Amsterdam vreest aanslag
Stadsbestuur scherpt aanpak radicalisering aan
Het grootste risico van radicalisering is een aanslag in de hoofdstad, analyseert het Amsterdams stadsbestuur. B. en w. hebben besloten daarom de aanpak aan te scherpen.
In een brief aan de gemeenteraad wijst burgemeester Van der Laan op de aanslagen in Parijs, Kopenhagen en het Joods Museum in Brussel. Ze tonen volgens hem aan dat radicalisering kan doorgroeien naar terreur. "De dreiging die uitgaat van terugkeerders is niet alleen substantieel en duurzaam, maar ook dichtbij", schrijft de burgemeester. "Naast lone wolves hebben we te maken met gecoördineerde, gerichte acties door elders getrainde terugkeerders."
Het stadsbestuur erkent dat er geen bewezen, sluitende aanpak is die radicalisering en het uitreizen naar Syrië en andere conflictgebieden tegengaat. De beweegredenen zijn tamelijk ongrijpbaar en het effect van overheidsoptreden lijkt gering. De oorzaak ligt ook steeds meer buiten de religie, schetst Van der Laan de dilemma's. "Elke persoon die radicaliseert is anders en vraagt om een andere aanpak."
Daarom beoordeelt Amsterdam per geval welke maatregelen worden ingezet, inclusief zorg en begeleiding naar werk. "Onder strikte voorwaarden en gekoppeld aan tegenprestaties." B. en w. zoeken het vooral in preventie, bescherming en dialoog. Zo wil Amsterdam meer bemiddelen tussen groepen die tegenover elkaar staan. Scholen krijgen steun bij het bespreekbaar maken van islamofobie en antisemitisme.

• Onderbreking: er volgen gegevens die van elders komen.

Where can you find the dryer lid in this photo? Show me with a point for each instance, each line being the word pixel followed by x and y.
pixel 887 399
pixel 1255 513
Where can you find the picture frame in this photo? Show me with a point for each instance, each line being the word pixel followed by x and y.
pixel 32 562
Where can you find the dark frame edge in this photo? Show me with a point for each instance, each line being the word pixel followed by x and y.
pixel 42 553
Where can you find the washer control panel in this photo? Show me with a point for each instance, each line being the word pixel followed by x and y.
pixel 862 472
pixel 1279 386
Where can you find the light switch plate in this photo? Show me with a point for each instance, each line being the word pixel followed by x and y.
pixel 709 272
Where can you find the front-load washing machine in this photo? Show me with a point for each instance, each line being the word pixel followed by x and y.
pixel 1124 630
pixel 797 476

Ook wordt gekeken in hoeverre sportclubs en instellingen behoefte hebben aan ondersteuning en bescherming. 150 sleutelfiguren krijgt training in het herkennen van signalen van radicalisering. Verder vertrouwt het college op de kracht van de samenleving. "Amsterdam staat voor vrijheid en verdraagzaamheid. We gaan uit van het zelfcorrigerend vermogen, dat Amsterdammers de moed hebben om het probleem aan te vechten."